By clicking “Sign up for GitHub”, you agree to our terms of service and privacy statement. We’ll occasionally send you account related emails.

Already on GitHub? Sign in to your account

error while running examples - segmentation fault #7

Closed
alexandremarcil opened this issue Jan 5, 2021 · 5 comments
Closed

error while running examples - segmentation fault #7

alexandremarcil opened this issue Jan 5, 2021 · 5 comments

Comments

@alexandremarcil
Copy link

Hi,
I'm trying to run the example. I created the dnabest env and downloaded the packages and files. I get an error at step 3.3. while trying to run the Fine-tune with pre-trained model (DNABERT6). I get the following error message:

<class 'transformers.tokenization_dna.DNATokenizer'>
01/05/2021 17:08:16 - INFO - transformers.tokenization_utils - loading file https://raw.githubusercontent.com/jerryji1993/DNABERT/master/src/transformers/dnabert-config/bert-config-6/vocab.txt from cache at /home/mcb/users/zipcode/.cache/torch/transformers/ea1474aad40c1c8ed4e1cb7c11345ddda6df27a857fb29e1d4c901d9b900d32d.26f8bd5a32e49c2a8271a46950754a4a767726709b7741c68723bc1db840a87e
01/05/2021 17:08:16 - INFO - transformers.modeling_utils - loading weights file /home/mcb/users/zipcode/code/DNABERT/6-new-12w-0/pytorch_model.bin
Segmentation fault (core dumped)

I have tried redownloading the pretrained model, but got the same error. Strangely, I do not get this error locally on my mac, but without any GPU, it would take too long to run. I get this error on a linux server.

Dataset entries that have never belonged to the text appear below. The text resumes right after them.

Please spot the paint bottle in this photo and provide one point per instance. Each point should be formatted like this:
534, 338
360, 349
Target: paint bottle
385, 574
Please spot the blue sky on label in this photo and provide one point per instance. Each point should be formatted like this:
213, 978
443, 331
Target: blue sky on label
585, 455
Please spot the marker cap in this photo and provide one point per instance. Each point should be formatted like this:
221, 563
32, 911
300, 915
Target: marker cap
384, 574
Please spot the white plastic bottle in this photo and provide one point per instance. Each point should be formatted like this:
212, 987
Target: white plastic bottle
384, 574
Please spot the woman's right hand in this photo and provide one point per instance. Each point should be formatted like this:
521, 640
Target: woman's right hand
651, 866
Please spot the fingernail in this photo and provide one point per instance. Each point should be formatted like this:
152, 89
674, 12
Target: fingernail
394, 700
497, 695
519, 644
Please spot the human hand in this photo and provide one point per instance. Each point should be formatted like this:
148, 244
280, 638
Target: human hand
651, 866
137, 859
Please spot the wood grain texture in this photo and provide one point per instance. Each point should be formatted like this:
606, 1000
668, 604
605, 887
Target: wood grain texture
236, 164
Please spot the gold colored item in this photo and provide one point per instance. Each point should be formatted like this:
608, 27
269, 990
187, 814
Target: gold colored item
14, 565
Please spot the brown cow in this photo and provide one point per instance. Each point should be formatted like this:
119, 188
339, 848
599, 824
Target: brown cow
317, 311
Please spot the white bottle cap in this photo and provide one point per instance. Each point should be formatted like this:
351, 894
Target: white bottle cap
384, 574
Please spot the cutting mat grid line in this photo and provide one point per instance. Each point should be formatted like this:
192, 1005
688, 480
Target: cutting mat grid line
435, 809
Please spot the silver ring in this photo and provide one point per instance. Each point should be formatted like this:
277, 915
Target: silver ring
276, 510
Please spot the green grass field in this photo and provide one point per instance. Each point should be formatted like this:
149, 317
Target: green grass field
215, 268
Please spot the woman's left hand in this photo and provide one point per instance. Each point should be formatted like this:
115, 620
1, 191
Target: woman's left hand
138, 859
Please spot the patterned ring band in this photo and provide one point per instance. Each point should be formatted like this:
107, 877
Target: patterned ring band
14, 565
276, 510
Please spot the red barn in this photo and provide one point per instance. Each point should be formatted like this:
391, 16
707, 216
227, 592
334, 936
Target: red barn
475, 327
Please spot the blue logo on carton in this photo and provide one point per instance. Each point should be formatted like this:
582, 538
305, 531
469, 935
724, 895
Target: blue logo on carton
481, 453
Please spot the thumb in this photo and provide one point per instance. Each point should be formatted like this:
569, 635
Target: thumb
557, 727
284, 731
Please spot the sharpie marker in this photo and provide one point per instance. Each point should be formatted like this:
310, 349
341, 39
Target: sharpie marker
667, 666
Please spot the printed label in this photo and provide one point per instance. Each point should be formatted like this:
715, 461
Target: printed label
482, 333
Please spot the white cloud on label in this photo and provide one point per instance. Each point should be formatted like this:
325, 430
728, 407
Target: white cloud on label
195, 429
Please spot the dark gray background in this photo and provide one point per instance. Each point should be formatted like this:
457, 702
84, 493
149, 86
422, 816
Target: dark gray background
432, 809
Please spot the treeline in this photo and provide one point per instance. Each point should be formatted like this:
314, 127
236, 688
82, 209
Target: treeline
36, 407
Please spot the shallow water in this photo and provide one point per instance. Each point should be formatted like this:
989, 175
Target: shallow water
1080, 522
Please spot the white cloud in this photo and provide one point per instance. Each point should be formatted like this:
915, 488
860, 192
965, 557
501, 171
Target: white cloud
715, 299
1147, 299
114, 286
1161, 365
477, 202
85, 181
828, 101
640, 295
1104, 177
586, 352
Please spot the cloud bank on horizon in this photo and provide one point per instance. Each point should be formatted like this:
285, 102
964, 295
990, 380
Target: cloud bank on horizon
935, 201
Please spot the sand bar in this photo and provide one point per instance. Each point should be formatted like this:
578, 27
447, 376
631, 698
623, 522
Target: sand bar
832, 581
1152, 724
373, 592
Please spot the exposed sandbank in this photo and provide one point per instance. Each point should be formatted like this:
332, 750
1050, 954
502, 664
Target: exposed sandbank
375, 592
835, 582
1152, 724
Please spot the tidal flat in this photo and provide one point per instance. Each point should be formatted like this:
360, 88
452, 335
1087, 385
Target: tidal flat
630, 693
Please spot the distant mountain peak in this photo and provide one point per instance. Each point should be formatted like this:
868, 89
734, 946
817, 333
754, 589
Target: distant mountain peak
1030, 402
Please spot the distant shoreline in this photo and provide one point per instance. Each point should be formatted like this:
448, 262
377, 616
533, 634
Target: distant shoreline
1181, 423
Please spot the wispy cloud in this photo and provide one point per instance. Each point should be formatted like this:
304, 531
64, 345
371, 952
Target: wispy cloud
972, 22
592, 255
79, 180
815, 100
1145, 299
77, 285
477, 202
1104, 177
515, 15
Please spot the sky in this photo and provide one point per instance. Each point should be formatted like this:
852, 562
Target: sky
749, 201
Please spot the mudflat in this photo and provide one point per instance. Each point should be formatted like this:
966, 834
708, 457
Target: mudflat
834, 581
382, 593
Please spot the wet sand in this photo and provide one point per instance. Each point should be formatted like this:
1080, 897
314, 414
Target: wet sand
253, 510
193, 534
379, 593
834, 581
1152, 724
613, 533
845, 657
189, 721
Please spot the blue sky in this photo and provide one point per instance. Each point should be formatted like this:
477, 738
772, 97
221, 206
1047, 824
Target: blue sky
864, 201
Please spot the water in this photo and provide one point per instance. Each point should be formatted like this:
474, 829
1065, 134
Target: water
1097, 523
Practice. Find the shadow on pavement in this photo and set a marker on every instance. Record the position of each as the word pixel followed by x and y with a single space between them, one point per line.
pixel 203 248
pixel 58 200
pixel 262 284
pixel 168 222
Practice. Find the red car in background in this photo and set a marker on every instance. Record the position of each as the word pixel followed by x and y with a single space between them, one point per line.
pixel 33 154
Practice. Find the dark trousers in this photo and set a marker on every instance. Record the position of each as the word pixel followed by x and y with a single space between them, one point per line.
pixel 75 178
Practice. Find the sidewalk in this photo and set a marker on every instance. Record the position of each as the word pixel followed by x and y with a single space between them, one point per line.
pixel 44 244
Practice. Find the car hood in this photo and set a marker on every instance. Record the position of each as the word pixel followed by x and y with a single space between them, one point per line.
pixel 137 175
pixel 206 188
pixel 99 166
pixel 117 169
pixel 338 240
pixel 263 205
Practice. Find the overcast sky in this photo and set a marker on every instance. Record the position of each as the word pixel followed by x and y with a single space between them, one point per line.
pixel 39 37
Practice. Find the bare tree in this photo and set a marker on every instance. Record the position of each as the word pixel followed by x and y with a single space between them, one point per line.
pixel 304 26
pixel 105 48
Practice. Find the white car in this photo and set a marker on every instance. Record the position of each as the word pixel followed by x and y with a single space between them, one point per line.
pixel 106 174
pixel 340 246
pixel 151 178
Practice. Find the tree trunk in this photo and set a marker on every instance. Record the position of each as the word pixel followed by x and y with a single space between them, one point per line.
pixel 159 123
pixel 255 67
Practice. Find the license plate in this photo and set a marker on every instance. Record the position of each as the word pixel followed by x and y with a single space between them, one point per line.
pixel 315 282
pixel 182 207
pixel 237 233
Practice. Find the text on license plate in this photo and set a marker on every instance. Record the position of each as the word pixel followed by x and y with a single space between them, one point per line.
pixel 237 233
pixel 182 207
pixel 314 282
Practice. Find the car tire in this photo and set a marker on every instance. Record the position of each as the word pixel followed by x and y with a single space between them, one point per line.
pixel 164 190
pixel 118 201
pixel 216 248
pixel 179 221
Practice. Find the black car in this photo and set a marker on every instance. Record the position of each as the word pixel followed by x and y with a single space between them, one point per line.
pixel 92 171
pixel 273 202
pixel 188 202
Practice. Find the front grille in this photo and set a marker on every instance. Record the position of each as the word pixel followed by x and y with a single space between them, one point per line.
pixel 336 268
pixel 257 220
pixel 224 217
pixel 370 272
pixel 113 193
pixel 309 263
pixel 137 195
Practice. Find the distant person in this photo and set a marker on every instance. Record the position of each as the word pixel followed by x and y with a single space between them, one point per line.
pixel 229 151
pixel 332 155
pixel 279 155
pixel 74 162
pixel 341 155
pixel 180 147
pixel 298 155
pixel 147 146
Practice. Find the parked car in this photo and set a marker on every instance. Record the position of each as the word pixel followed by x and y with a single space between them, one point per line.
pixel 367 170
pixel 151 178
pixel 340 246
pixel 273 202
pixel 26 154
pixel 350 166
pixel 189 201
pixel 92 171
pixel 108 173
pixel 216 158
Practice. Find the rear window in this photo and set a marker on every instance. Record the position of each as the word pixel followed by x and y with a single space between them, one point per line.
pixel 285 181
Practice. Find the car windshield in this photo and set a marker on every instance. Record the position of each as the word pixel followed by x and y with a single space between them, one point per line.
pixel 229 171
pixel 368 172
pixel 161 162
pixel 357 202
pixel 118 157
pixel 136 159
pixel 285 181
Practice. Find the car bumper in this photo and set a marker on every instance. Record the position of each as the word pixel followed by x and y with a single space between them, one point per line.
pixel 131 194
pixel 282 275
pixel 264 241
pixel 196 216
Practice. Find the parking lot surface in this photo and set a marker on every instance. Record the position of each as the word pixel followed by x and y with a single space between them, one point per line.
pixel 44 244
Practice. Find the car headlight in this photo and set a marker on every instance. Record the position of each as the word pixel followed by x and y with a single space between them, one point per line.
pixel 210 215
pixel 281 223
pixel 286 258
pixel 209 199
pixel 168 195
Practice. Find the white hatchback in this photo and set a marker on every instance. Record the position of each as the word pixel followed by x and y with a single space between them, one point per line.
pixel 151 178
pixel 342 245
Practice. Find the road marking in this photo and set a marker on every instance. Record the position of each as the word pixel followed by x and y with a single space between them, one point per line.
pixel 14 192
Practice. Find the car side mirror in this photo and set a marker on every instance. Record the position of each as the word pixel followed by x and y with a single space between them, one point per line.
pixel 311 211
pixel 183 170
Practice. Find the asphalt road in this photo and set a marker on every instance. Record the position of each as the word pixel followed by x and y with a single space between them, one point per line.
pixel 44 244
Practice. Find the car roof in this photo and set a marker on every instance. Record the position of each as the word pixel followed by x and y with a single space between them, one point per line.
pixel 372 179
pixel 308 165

Any ideas on how to fix this? Thanks!

@alexandremarcil
Copy link
Author

alexandremarcil commented Jan 5, 2021

I just saw thread #4 (#4) had a similar issue and that the cuda drivers were the problem. I have tried reinstalling them with
conda install -c anaconda cudatoolkit
conda install -c anaconda cudnn
(there was a long list of conflicts...)
but it did not help. I am still getting the segmentation fault.

I have cuda v10.2
(dnabert) zipcode@mcb-gpu1:~/code/DNABERT$ nvcc --version
nvcc: NVIDIA (R) Cuda compiler driver
Copyright (c) 2005-2019 NVIDIA Corporation
Built on Wed_Oct_23_19:24:38_PDT_2019
Cuda compilation tools, release 10.2, V10.2.89

NVIDIA-SMI 440.59 Driver Version: 440.59 CUDA Version: 10.2

I've never had such cuda issues on other PyTorch projects, so I don't really know how to troubleshoot this problem.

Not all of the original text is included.